ASF InSAR backend — introduction#

The Alaska Satellite Facility (ASF) holds NASA's archive of synthetic aperture radar (SAR) — Sentinel-1, ALOS PALSAR, NISAR, the OPERA processed-SAR family, and older missions — and exposes search, download, and InSAR baseline stack() through the official asf_search Python SDK. earthlens ships an asf backend that wraps that SDK, so a user can pull either a plain SAR catalog search or a coregistered acquisition stack from a reference granule through the same download() shape every other backend uses.

This page orients the backend. For the hands-on walkthrough see Usage; the rendered API is the Reference page.

Why a separate backend (ASF is already in earthdata)#

ASF SAR granules live behind NASA Earthdata Login (EDL) and are discoverable through CMR, so the existing earthlens.earthdata backend can already pull individual granules from ASF. The reason for a dedicated asf backend is InSAR: building a baseline stack — finding the coregistered set of acquisitions inside perpendicular- and temporal-baseline windows from a reference scene — is something CMR cannot do. asf_search.ASFProduct.stack() is the only path, and exposing it through earthlens makes the InSAR-ready stack available without leaving the EarthLens() / download() flow.

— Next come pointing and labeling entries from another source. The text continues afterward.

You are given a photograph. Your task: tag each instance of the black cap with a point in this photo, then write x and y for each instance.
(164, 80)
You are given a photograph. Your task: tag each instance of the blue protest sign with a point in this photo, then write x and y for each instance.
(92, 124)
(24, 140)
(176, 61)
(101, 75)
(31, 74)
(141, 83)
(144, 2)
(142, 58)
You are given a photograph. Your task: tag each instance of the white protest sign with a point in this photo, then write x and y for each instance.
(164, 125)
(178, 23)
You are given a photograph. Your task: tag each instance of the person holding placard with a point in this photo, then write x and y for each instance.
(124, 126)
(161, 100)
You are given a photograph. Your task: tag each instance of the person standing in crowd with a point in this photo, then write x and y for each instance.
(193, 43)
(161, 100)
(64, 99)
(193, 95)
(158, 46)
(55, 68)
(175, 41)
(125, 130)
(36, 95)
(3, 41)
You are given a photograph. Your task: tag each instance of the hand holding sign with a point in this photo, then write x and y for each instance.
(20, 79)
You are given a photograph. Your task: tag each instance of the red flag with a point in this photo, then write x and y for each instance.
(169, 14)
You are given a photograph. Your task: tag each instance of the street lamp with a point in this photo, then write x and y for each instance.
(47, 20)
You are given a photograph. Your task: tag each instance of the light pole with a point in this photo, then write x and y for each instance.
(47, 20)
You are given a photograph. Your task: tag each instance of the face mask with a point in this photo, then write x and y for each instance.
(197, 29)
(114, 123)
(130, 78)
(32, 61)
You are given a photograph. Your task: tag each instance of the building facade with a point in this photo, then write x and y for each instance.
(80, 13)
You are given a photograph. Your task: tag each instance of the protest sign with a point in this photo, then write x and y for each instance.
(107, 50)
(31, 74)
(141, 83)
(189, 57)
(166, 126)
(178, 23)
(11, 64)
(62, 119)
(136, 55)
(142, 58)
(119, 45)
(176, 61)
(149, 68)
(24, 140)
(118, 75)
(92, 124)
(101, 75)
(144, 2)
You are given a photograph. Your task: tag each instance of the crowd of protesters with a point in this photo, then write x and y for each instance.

The two backends are deliberately complementary:

Job Use
Pull a single named ASF granule by id earthdata (CMR is good at "find by id")
Find every Sentinel-1 SLC over a bbox + window either; asf is slightly more direct
Build an InSAR baseline stack from a reference scene only asf
Download the stack into a folder asf (it reuses the EDL auth earthdata already minted)

Authentication#

Search runs anonymously; only the download step requires an EDL bearer token. The backend reuses earthlens.earthdata.EarthdataAuth — there is no second credential system to configure. Full setup, the credential ladder, and the error path are documented under Authentication.

Products and the stackable flag#

The catalog ships 42 curated rows covering Sentinel-1 (SLC / BURST / GRD / OCN / RAW + per-satellite variants), ALOS PALSAR + ALOS-2, the OPERA-S1 family (RTC / CSLC / DIST-ALERT + the OPERA-S1-CALVAL calibration companion), ARIA GUNW, the full NISAR product family (RSLC / GSLC / GCOV / L0B / RIFG / RUNW / GUNW / ROFF / GOFF / LRCLK_UTC), the TROPO atmospheric corrections used by downstream InSAR processors, ERS-1/2, JERS-1, RADARSAT-1, plus the SEASAT / SIR-C / AIRSAR / UAVSAR / SMAP archive completeness rows. Each row carries either an asf.PLATFORM member or an asf.DATASET member, plus an asf.PRODUCT_TYPE member and a stackable: bool flag.

stackable: false means ASFProduct.stack() returns an empty result for that product class — those products are outputs of the InSAR pipeline (RTC, GUNW) or do not have a baseline-comparable acquisition (GRD). Trying to use them in stack mode raises a ValueError at construction.

The full product table — every curated row with its SDK selector, description, and aliases — lives under Available products.

Pass a friendly alias (s1-slc, opera-rtc, …) and the catalog resolves it to the curated key with a did-you-mean hint on a typo.

What a request returns#

download() returns the list of written SAR product paths (list[Path]), exactly as the file-writing backends (CHIRPS, S3, ECMWF, GEE, earthdata, …) do. Idempotent re-runs skip files already on disk — useful, because an SLC weighs in at hundreds of megabytes.

The backend does not crop / convert / unpack the SAR products in the MVP. An SLC is complex-valued (I/Q phase data), not a plain raster you can bbox-crop; processed-derivative products (RTC, GRD) are real-valued but the MVP's job is retrieval + the stack, not InSAR processing. download(aggregate=…) therefore raises a clear NotImplementedError — post-process the stack with a dedicated InSAR tool (HyP3, SNAP, MintPy, ISCE2/3).

Install#

asf_search is an optional dependency. Install the extra:

pip install earthlens[asf]

This pulls asf_search >=12.2.2 plus earthlens[earthdata] (for the EDL auth ladder). The earthlens package imports without the extra; only constructing the backend (or accessing the SDK) triggers the lazy import asf_search.

Aliases at the facade#

from earthlens.earthlens import EarthLens

EarthLens(data_source="asf",                    # canonical key
          ...)
EarthLens(data_source="alaska-satellite-facility",  # full-name alias
          ...)
EarthLens(data_source="insar",                  # capability alias
          ...)

All three resolve to earthlens.asf.ASF.